Last weekend saw the nth running, dear reader, of that tremendous team event that has every man, woman and their pets clambering for a TV screen to cheer their side on. No, not the Community Shield or any other football match. I am, of course, referring to the Shergar Cup.
Lest you don’t know, the Shergar Cup is a team horse racing event run at Ascot. It’s popularity is now so massive that the BBC decided not to bother covering it this year due to ever dwindling viewing figures in recent seasons.
The fact is the whole thing is pants, and it doesn’t get people racing, nor does it raise the temperatures of fans into any sort of nationalistic (or, more correctly, regionalistic if that’s a word) fervour. No, it’s misguided and crap.
Funnily enough, in my ongoing skirmishes with Racing for Change – who occasionally reply to my emails with banal platitudes like the ones below – I mentioned that the Shergar Cup proved beyond doubt that racing people are not interested in team events. They ignored me, which is fair enough. I suspect they may find it harder to ignore the BBC’s absence.
The track attendance was up 3.5% at 28,741, which will doubtless satisfy the beaks that this concept works.
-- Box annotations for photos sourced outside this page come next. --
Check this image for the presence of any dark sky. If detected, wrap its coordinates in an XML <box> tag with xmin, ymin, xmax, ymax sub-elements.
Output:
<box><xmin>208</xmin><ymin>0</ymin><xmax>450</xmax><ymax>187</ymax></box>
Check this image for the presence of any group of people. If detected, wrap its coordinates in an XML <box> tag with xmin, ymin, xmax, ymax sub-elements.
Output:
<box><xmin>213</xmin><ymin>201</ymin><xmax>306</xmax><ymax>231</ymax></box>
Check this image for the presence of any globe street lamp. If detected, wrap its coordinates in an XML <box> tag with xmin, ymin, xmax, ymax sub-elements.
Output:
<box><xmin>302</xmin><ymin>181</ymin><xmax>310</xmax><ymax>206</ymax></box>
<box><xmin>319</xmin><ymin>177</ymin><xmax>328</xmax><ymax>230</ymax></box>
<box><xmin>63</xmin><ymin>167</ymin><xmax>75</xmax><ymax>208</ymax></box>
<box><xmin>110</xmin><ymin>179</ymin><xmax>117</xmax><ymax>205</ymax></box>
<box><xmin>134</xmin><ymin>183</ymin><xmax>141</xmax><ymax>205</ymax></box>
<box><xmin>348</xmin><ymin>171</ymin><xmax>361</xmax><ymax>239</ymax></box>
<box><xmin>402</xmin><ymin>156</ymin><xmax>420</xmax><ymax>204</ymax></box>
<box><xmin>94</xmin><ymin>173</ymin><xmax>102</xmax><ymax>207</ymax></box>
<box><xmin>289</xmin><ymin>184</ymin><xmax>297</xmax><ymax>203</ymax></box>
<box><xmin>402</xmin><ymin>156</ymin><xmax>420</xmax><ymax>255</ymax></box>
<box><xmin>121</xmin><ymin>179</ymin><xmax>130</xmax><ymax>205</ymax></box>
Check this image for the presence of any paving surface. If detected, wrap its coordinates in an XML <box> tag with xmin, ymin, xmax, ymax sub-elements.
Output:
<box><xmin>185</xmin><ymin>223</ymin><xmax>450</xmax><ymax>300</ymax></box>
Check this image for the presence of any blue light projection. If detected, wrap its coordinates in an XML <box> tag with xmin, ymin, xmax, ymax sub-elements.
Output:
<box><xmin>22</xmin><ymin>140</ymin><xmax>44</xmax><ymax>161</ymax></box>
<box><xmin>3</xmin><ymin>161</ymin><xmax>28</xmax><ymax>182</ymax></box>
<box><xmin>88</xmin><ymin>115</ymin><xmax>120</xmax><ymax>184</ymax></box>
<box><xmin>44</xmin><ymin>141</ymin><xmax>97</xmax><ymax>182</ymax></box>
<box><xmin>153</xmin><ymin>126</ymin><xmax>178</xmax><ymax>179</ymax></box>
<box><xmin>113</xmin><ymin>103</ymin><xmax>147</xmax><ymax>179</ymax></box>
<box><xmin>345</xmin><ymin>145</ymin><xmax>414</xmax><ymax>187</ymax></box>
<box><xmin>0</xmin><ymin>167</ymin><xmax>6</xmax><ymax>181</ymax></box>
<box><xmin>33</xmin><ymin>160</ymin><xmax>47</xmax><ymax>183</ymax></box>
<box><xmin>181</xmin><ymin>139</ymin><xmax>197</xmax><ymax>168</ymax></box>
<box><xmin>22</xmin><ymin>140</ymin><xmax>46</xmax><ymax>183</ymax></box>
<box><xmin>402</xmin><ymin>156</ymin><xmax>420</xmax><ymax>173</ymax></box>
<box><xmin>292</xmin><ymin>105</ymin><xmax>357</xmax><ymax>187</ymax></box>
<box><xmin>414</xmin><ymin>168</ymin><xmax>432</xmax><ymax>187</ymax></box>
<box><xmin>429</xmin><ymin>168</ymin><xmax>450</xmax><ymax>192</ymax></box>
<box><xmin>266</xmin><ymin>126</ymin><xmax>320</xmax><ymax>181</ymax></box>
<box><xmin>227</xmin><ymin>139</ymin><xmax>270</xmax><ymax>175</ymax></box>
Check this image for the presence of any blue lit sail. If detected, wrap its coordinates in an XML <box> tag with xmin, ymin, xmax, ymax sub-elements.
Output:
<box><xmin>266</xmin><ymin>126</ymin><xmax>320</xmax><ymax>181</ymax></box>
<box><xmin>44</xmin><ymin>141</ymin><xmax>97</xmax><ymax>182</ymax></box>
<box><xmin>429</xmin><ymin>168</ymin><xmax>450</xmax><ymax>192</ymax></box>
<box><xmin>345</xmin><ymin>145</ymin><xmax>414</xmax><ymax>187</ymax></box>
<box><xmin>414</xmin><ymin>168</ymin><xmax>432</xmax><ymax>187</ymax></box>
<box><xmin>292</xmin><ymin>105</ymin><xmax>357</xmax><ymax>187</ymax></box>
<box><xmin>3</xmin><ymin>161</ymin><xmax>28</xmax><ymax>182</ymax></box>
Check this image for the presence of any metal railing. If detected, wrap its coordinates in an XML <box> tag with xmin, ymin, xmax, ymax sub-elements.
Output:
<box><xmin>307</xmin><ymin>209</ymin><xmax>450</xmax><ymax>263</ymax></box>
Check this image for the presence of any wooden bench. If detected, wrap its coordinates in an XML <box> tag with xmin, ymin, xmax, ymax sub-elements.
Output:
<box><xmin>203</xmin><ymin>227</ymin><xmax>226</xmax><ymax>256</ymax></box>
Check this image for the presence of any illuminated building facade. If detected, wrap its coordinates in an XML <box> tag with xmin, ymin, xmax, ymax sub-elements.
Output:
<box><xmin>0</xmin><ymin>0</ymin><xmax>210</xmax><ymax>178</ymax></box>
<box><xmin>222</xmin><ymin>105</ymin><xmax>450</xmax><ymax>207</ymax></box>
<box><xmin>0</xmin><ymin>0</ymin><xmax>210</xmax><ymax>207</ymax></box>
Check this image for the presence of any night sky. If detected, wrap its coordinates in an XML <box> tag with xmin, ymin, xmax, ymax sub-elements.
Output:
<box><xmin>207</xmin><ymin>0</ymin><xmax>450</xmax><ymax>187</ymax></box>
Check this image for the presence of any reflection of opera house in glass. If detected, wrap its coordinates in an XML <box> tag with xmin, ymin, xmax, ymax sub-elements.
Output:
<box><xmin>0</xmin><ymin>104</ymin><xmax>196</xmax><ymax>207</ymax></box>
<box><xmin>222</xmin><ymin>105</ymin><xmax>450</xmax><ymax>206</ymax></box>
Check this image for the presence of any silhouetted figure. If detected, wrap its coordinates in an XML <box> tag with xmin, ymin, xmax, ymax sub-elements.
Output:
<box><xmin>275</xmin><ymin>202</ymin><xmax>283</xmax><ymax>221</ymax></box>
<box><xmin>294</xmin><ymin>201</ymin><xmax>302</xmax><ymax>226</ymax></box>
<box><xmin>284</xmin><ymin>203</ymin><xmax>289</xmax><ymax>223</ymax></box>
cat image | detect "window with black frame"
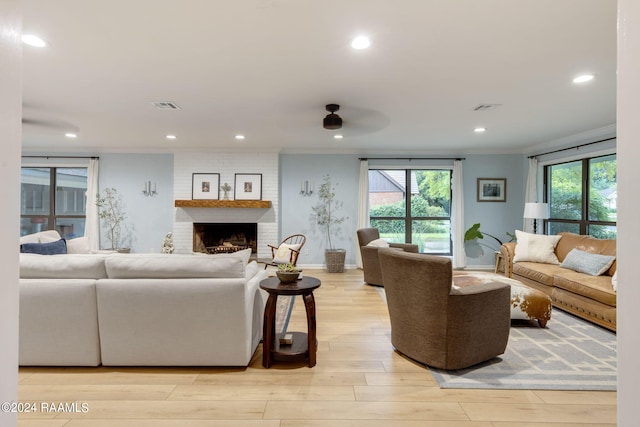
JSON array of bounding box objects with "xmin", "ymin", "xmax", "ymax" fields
[
  {"xmin": 20, "ymin": 167, "xmax": 87, "ymax": 239},
  {"xmin": 544, "ymin": 154, "xmax": 618, "ymax": 239},
  {"xmin": 369, "ymin": 169, "xmax": 452, "ymax": 255}
]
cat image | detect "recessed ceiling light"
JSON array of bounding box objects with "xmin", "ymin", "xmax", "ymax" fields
[
  {"xmin": 22, "ymin": 34, "xmax": 47, "ymax": 47},
  {"xmin": 351, "ymin": 36, "xmax": 371, "ymax": 50},
  {"xmin": 573, "ymin": 74, "xmax": 596, "ymax": 83}
]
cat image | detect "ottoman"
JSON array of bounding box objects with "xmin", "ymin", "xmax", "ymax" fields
[{"xmin": 453, "ymin": 271, "xmax": 551, "ymax": 328}]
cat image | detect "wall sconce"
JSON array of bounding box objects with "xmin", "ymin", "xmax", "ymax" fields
[
  {"xmin": 142, "ymin": 181, "xmax": 158, "ymax": 197},
  {"xmin": 300, "ymin": 180, "xmax": 313, "ymax": 196}
]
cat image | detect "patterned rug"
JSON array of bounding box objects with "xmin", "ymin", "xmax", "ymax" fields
[{"xmin": 429, "ymin": 308, "xmax": 617, "ymax": 390}]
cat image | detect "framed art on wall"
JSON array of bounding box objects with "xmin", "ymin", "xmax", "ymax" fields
[
  {"xmin": 235, "ymin": 173, "xmax": 262, "ymax": 200},
  {"xmin": 478, "ymin": 178, "xmax": 507, "ymax": 202},
  {"xmin": 191, "ymin": 173, "xmax": 220, "ymax": 200}
]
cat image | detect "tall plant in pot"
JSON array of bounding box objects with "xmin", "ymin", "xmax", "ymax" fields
[
  {"xmin": 96, "ymin": 187, "xmax": 131, "ymax": 252},
  {"xmin": 312, "ymin": 174, "xmax": 348, "ymax": 273}
]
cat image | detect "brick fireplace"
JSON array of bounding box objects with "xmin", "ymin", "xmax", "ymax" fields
[
  {"xmin": 173, "ymin": 151, "xmax": 280, "ymax": 258},
  {"xmin": 193, "ymin": 222, "xmax": 258, "ymax": 254}
]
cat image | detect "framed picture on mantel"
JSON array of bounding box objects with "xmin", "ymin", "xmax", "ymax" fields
[
  {"xmin": 234, "ymin": 173, "xmax": 262, "ymax": 200},
  {"xmin": 191, "ymin": 173, "xmax": 220, "ymax": 200},
  {"xmin": 478, "ymin": 178, "xmax": 507, "ymax": 202}
]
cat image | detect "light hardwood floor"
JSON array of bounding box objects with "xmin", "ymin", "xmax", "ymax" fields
[{"xmin": 19, "ymin": 270, "xmax": 616, "ymax": 427}]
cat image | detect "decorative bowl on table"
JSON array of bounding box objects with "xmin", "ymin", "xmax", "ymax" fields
[{"xmin": 276, "ymin": 271, "xmax": 300, "ymax": 283}]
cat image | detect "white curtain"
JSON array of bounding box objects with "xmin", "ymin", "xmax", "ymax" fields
[
  {"xmin": 451, "ymin": 160, "xmax": 467, "ymax": 268},
  {"xmin": 356, "ymin": 160, "xmax": 369, "ymax": 268},
  {"xmin": 522, "ymin": 158, "xmax": 538, "ymax": 233},
  {"xmin": 84, "ymin": 159, "xmax": 100, "ymax": 251}
]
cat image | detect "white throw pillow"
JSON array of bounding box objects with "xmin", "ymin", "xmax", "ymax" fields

But look more deeply and you’ll see this: thousands of tickets have been given away free for the Shergar Cup since its inception in a bid to bolster the gate.
But that’s not the problem. In fact, I actually like the idea of free tickets – it works very well for, I think Uttoxeter, who have had free racing for a couple of seasons.
No, the problem is this: if you want to get people to go racing repeatedly then you need to show them the actual product they’ll be served. It’s akin to taking up a restaurant on an offer of three courses a la carte and then returning, expecting the same sort of thing, and being served a fast food burger.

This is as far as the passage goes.